Txema Mazet-Brown

Personal information
- Nationality: British
- Born: 14 March 2006 (age 20) Saint-Pierre, Réunion

Sport
- Country: British
- Sport: Snowboarding

Medal record
Men's snowboarding
Representing New Zealand
Junior World Championships
| Gold medal – first place | 2024 Livigno/Mottolino | Big air |

= Txema Mazet-Brown =

British-New Zealander snowboarder (born 2006)

Txema Mazet-Brown (born 14 March 2006) is a snowboarder.
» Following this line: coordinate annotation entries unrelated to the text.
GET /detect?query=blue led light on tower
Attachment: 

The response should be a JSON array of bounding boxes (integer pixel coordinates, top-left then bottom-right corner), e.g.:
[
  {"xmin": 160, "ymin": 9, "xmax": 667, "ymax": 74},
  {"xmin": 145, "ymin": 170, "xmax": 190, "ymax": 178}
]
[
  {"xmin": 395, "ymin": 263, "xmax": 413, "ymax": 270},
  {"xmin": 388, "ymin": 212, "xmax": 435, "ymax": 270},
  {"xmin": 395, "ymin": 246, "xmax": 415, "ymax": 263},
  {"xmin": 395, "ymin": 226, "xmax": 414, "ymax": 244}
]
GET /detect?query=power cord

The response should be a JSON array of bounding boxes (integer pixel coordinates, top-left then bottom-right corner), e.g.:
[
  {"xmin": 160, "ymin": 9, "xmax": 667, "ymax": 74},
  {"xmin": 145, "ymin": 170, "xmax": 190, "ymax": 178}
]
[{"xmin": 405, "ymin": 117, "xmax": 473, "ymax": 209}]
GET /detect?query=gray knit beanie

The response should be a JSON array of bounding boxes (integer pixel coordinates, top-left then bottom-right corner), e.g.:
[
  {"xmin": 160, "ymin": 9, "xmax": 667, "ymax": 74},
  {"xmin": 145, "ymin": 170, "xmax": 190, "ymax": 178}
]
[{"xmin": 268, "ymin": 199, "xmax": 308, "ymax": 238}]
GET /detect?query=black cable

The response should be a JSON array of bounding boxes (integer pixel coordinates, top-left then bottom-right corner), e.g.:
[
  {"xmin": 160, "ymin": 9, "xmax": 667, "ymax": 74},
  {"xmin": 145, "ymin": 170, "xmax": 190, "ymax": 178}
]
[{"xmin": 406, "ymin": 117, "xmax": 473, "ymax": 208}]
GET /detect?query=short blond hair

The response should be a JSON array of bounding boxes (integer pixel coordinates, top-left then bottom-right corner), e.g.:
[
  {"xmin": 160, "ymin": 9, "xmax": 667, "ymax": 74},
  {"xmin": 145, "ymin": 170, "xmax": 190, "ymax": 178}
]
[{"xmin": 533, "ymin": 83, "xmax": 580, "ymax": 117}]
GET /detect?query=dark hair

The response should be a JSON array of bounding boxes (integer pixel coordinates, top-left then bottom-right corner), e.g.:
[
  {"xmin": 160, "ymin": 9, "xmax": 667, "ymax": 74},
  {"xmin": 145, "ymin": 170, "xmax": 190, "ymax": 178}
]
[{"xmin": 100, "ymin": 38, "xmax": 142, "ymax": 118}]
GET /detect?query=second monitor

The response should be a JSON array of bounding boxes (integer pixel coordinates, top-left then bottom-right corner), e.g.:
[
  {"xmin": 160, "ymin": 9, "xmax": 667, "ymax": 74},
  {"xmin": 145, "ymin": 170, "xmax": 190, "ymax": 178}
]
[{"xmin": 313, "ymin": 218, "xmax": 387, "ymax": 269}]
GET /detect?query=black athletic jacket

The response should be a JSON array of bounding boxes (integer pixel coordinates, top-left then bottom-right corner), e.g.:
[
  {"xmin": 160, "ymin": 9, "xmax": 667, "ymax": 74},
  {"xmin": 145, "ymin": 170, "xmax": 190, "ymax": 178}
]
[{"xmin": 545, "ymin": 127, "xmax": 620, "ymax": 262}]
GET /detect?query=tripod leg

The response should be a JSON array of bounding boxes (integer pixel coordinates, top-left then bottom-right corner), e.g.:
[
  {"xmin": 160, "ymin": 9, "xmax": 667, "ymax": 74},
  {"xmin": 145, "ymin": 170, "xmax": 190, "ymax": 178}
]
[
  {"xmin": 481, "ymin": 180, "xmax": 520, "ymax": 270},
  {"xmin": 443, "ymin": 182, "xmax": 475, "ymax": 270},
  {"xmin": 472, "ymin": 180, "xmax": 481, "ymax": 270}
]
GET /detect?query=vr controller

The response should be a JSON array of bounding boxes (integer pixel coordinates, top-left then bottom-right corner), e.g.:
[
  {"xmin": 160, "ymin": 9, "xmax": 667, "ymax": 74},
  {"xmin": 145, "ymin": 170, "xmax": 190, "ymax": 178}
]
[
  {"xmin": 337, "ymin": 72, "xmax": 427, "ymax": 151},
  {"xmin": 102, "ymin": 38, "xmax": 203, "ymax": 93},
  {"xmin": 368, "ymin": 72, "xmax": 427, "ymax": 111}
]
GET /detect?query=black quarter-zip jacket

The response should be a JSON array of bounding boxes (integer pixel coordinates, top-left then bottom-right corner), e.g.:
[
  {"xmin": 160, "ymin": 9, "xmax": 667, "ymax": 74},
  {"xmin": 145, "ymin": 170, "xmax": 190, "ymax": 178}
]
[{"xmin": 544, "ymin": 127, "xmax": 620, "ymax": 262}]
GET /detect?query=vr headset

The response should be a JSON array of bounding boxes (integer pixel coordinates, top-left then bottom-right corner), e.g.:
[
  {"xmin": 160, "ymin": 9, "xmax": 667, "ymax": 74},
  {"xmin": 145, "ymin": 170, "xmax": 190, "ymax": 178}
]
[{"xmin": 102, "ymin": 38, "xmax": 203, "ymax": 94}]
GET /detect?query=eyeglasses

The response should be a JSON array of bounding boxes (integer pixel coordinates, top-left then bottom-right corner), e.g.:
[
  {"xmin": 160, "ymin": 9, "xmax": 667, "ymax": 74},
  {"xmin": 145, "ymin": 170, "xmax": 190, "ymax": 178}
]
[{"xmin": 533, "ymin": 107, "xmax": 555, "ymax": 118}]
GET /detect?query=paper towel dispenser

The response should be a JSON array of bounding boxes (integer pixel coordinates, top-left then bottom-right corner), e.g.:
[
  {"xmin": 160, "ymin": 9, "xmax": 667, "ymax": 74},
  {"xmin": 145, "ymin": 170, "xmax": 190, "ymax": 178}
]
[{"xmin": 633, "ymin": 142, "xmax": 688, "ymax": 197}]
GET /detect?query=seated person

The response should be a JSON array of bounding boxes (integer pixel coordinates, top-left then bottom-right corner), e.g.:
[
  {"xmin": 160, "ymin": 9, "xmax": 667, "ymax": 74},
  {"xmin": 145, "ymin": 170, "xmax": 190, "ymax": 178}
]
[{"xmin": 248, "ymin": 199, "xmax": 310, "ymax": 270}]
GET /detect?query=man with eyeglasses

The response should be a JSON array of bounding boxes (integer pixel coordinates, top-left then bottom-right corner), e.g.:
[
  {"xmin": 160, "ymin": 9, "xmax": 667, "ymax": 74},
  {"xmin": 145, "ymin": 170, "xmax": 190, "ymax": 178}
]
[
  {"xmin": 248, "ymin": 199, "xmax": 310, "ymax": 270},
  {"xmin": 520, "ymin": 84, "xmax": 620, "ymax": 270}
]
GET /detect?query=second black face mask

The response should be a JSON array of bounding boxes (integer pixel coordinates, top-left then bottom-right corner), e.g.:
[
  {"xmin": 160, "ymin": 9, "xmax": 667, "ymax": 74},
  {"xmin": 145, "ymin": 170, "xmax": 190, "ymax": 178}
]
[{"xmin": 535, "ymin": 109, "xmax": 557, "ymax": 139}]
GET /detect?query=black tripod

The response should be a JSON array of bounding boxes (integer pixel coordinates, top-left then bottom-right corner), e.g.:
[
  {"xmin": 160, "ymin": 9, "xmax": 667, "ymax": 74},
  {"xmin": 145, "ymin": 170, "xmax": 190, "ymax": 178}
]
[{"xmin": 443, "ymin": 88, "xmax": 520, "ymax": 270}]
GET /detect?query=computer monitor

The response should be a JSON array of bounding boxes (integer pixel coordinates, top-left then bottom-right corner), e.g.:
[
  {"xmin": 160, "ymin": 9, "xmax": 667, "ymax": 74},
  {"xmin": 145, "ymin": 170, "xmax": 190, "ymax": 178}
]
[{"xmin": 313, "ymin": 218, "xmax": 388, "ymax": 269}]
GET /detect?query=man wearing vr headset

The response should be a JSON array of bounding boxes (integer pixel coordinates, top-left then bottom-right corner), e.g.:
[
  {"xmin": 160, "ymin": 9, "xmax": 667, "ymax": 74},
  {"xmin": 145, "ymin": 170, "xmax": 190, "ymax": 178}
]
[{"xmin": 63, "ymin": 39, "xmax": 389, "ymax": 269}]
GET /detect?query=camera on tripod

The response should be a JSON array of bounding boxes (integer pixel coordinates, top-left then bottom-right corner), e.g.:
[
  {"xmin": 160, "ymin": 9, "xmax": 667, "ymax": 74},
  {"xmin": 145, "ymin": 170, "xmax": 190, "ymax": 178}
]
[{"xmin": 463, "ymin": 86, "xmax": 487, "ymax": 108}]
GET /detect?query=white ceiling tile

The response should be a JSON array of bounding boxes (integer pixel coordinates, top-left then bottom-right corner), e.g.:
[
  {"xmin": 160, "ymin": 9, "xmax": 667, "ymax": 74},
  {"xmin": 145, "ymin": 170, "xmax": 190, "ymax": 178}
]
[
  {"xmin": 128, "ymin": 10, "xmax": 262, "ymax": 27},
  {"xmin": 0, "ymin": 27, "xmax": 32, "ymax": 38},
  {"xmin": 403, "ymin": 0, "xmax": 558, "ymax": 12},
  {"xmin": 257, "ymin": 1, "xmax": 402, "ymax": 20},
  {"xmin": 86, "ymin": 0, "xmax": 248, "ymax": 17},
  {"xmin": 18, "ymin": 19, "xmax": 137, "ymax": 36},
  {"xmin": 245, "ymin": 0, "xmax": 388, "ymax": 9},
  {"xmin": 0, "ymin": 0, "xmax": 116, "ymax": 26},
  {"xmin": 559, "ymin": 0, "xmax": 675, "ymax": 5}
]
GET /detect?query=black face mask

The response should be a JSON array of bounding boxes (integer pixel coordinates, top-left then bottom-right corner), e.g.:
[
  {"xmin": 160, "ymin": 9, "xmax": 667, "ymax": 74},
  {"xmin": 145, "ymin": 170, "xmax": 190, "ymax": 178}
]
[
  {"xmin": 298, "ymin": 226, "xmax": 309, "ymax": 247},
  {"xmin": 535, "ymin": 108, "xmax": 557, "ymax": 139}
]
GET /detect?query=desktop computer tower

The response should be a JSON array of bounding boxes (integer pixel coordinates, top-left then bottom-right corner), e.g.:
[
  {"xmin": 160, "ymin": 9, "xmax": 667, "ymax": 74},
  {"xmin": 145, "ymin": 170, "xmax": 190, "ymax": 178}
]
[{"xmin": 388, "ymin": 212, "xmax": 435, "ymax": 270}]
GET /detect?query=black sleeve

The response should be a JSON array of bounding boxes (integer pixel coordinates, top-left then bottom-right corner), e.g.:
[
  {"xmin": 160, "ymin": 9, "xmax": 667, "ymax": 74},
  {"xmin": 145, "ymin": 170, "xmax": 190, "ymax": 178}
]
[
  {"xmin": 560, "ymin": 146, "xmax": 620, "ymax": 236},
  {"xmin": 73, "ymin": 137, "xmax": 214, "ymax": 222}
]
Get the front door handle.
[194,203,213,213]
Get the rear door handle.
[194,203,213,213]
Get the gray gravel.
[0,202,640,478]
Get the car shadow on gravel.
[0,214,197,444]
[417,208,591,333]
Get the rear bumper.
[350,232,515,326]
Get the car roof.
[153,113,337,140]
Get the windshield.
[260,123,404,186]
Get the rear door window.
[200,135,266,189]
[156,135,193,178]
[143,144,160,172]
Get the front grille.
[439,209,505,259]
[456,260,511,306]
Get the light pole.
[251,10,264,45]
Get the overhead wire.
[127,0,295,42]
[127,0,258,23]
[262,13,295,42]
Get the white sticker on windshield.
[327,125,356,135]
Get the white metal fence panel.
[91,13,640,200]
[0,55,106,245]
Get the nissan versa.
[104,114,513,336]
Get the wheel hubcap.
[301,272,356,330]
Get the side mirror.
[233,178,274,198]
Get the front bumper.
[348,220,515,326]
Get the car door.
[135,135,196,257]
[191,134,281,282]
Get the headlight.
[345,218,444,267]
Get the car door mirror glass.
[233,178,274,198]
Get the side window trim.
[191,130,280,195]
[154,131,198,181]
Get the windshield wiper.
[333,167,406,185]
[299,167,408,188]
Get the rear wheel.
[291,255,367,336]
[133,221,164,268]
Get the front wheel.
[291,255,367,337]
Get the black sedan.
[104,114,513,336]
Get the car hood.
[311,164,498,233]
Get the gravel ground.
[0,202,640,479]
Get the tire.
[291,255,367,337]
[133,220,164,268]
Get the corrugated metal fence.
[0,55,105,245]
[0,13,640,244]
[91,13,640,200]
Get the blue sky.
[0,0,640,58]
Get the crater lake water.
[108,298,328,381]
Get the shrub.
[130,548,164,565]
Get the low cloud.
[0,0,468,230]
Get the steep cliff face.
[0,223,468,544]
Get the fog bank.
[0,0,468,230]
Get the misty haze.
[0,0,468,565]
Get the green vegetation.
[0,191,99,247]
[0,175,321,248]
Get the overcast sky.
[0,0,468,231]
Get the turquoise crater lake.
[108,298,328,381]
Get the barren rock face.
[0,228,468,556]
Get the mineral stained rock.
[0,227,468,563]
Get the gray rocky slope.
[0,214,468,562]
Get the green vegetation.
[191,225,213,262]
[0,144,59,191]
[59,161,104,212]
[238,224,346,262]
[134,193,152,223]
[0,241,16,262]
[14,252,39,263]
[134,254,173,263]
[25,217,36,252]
As a youth he represented New Zealand internationally, before switching to represent Great Britain for the 2026 Winter Olympics.

==Career==

He represented New Zealand at the 2024 Winter Youth Olympics in the Men's slopestyle and the Men's big air where he failed to qualify for the final in the former but qualified for the final in the later and ultimately finished in ninth. At the end of the year, he achieved a gold medal in the 2024 FIS Snowboarding Junior World Championships – Men's big air in Livigno-Mottolino, Italy.

Mazet-Brown switched to his mother's nationality of Great Britain ahead of the 2024–25 season and first represented Great Britain in the FIS Freestyle Ski and Snowboarding World Championships 2025 where he competed in the Men's slopestyle and Men's big air, being unable to qualify for either final.

He will be representing Great Britain in the 2026 Winter Olympics in Men's big air and Men's slopestyle, marking his Olympic debut.

==Personal life==

Born in Saint-Pierre, Réunion, to a French father and a British mother, he spent his winters in France under the guidance of father – an experienced skier, snowboarder and mountain guide. When he was three, he and family emigrated to New Zealand, where he continued to ski on the slopes of Mount Ruapehu, before starting out on a snowboard when he was nine.